In the case at the High Court, the Government (Secretary of State) did not claim that the referendum by itself gave it the power to take the UK out of the EU.  It was very wise not to do that.  The judgement delivered on 3rd November 2016 says (§105, page 32):  “The Secretary of State’s case ... was based squarely on the Crown’s prerogative power.  His counsel made it clear that he does not contend that the 2015 Referendum Act supplied a statutory power for the Crown to give notice under Article 50.  He is right not to do so.  Any argument to that effect would have been untenable as a matter of statutory interpretation of the 2015 Referendum Act.”


The judges continue by explaining (§106) that a referendum is “only advisory for the lawmakers in Parliament unless very clear language to the contrary is used”, which was not the case in the 2015 Act.  They also point out (§107) that Parliament passed the Act against the background of a briefing paper that clearly said that the referendum was only advisory.


So the referendum result definitely did not give the Government a mandate from Parliament via the people.


But does Parliament have to be involved at all?  Can’t the people give a mandate directly to the Government?
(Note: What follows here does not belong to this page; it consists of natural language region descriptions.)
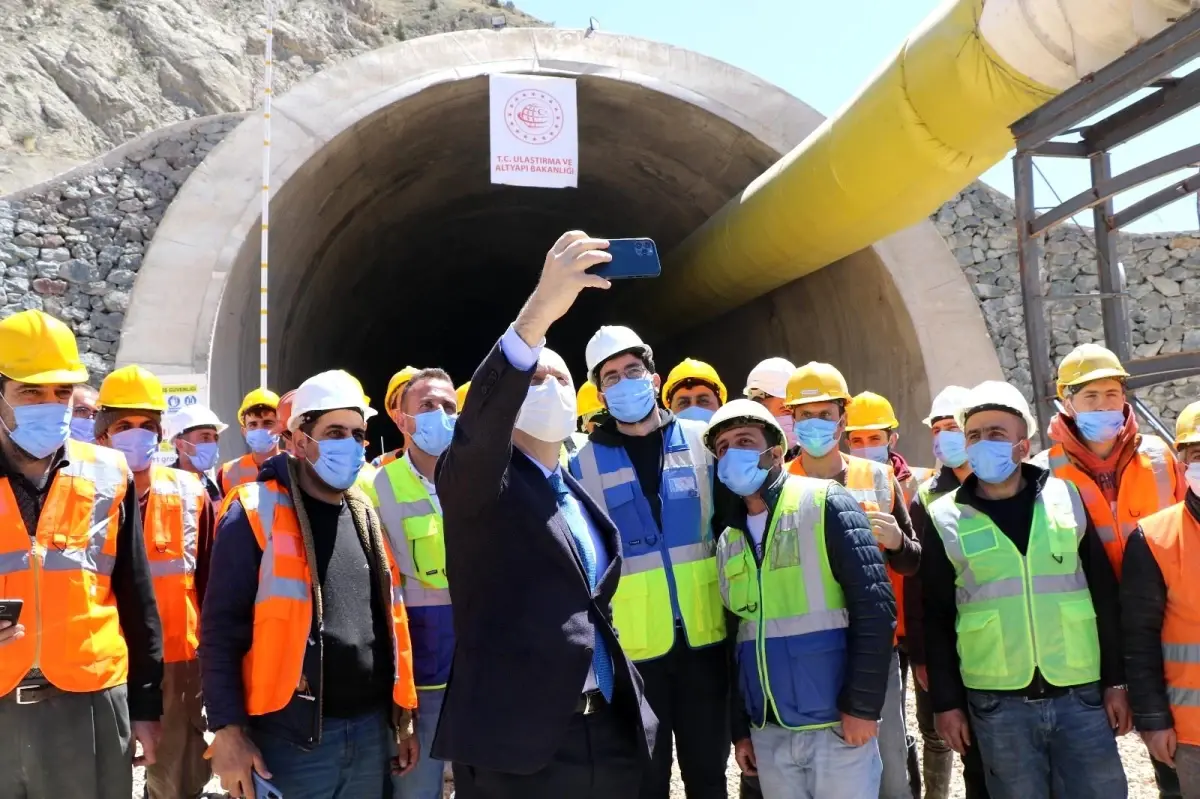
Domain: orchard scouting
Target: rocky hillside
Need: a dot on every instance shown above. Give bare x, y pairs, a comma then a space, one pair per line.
83, 76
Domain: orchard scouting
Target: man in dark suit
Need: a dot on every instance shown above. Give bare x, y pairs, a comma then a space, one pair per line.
541, 701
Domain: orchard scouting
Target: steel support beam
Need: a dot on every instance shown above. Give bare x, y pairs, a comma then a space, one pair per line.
1171, 48
1155, 202
1114, 311
1102, 191
1037, 336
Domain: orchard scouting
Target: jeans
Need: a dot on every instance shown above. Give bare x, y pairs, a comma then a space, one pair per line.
894, 738
688, 690
424, 781
815, 764
1037, 748
351, 762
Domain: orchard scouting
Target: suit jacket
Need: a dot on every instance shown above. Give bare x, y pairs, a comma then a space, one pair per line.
523, 614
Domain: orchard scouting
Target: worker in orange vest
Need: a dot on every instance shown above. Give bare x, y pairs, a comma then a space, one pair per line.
1122, 474
81, 659
177, 524
257, 416
819, 400
305, 642
1161, 620
391, 407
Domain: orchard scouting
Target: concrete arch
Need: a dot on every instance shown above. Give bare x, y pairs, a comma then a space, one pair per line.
390, 246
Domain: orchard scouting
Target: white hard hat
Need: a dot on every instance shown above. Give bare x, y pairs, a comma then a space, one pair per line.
745, 410
1000, 395
328, 391
190, 418
771, 377
609, 341
947, 403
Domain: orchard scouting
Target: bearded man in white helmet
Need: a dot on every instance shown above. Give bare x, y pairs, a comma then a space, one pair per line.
541, 703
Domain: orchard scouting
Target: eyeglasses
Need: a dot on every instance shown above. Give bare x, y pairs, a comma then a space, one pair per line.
634, 372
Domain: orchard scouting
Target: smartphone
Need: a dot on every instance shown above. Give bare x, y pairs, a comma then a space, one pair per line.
10, 610
264, 790
630, 258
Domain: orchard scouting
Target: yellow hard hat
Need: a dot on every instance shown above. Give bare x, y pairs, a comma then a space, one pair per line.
258, 397
587, 401
689, 368
133, 388
396, 383
1085, 364
869, 410
1187, 426
816, 383
37, 348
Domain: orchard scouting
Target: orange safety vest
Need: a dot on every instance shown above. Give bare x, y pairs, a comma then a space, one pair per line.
1174, 539
64, 575
238, 473
1149, 484
172, 530
273, 670
870, 484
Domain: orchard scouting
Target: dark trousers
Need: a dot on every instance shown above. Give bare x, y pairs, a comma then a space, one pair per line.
75, 745
598, 761
688, 690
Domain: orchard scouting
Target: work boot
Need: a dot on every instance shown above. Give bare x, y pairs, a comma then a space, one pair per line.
937, 768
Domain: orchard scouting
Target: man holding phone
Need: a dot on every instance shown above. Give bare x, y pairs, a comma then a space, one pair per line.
651, 473
81, 673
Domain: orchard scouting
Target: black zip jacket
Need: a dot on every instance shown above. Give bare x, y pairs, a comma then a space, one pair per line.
132, 587
857, 564
945, 481
1014, 517
1143, 607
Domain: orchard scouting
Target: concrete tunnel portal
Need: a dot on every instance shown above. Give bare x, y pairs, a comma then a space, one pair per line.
390, 246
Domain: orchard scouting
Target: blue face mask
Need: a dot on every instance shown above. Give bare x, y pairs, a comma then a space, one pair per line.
817, 437
739, 470
435, 431
877, 454
262, 440
83, 430
951, 448
1099, 426
991, 461
696, 413
630, 401
42, 428
340, 462
138, 446
203, 456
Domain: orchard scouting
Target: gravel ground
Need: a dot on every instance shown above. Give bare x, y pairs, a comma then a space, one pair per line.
1133, 755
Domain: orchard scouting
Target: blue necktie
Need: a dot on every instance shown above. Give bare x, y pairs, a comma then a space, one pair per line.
586, 547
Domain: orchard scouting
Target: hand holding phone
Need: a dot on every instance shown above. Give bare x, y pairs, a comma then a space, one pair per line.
630, 258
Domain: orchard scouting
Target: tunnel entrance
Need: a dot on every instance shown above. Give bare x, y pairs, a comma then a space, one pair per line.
390, 246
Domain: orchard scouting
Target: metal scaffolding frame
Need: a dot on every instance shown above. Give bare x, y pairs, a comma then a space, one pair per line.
1066, 115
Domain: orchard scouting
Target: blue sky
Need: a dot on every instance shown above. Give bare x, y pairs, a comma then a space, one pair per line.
822, 52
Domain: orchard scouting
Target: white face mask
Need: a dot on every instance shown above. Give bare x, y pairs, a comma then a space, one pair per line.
1193, 476
549, 412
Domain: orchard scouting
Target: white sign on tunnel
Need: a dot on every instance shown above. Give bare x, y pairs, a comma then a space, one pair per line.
535, 131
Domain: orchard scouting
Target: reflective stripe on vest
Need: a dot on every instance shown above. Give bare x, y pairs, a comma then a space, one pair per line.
1174, 539
666, 574
791, 648
172, 528
238, 473
64, 572
273, 670
1147, 486
414, 532
1015, 612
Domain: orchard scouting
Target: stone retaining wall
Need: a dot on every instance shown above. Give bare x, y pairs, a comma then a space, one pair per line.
1162, 280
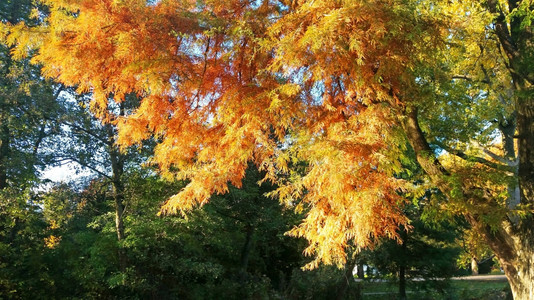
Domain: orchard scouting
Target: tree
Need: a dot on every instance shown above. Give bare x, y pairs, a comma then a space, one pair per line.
343, 86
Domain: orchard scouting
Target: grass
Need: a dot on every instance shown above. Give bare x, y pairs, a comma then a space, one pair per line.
439, 290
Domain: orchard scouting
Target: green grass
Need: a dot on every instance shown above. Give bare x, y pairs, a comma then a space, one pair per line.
441, 290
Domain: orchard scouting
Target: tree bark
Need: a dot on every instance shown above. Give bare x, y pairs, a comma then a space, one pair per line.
117, 168
348, 279
402, 266
512, 242
4, 152
474, 266
247, 247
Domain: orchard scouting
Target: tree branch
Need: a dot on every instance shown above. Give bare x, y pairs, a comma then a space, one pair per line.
473, 158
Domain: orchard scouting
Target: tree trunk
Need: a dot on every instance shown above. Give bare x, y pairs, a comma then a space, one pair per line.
4, 152
474, 266
348, 279
513, 241
402, 266
360, 272
117, 168
514, 247
247, 247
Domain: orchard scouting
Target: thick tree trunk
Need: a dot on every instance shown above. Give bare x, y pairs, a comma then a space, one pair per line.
402, 266
513, 241
474, 266
348, 279
514, 247
117, 168
4, 152
360, 271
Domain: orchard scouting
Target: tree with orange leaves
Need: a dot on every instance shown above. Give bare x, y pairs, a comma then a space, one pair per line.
342, 85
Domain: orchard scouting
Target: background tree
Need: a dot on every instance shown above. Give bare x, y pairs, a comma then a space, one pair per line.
339, 85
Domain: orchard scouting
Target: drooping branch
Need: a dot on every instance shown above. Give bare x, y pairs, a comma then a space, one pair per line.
477, 159
425, 156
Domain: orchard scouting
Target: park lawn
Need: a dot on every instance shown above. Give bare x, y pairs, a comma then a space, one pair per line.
457, 289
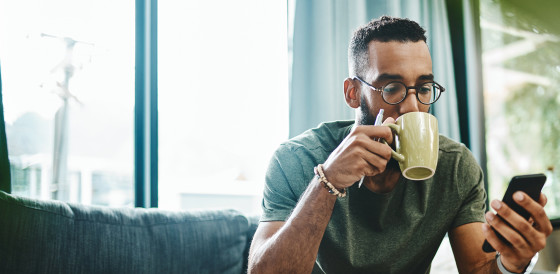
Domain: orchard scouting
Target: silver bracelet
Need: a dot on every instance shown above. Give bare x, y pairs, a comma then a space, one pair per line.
527, 270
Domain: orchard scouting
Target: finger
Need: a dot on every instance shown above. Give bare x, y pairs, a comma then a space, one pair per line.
508, 233
493, 239
375, 132
543, 199
389, 120
542, 223
376, 156
519, 225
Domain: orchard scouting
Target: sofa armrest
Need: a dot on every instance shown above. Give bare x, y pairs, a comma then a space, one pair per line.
39, 236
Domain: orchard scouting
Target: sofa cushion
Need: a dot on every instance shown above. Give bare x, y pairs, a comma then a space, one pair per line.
39, 236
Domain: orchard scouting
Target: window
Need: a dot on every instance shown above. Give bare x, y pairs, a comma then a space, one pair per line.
223, 100
522, 101
68, 86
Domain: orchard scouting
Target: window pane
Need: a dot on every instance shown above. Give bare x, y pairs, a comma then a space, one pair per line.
68, 84
521, 46
223, 100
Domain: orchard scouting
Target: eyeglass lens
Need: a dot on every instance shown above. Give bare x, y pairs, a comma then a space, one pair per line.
395, 92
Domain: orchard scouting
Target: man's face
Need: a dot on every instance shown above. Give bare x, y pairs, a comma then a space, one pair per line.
409, 63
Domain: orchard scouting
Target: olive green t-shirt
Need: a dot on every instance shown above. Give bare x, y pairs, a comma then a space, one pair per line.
397, 232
The answer, under British law, is definitely a resounding “No”.  The judges discuss the principle of the sovereignty of Parliament (§§20/23, pages 6/7).  They quote (§22) Professor A V Dicey, who wrote “the leading account” of the law of the British constitution.  He says:  “The judges know nothing about any will of the people except in so far as that will is expressed by an Act of Parliament”.  (By “the judges”, he means, of course, the law.)  That seems absolutely clear:  the “people” cannot give the Government authority directly, through a referendum.


The quotation from Dicey continues:  “and would never suffer the validity of a statute to be questioned on the ground of its having been passed … in opposition to the wishes of the electors.”   That seems absolutely clear, too:  Parliament isn’t bound to follow the result of the referendum – it is perfectly free to decide both whether the result really represents the wishes of the electorate and, more importantly, whether acting on the result would really be in the best interests of the electorate.  Parliament is free to decide.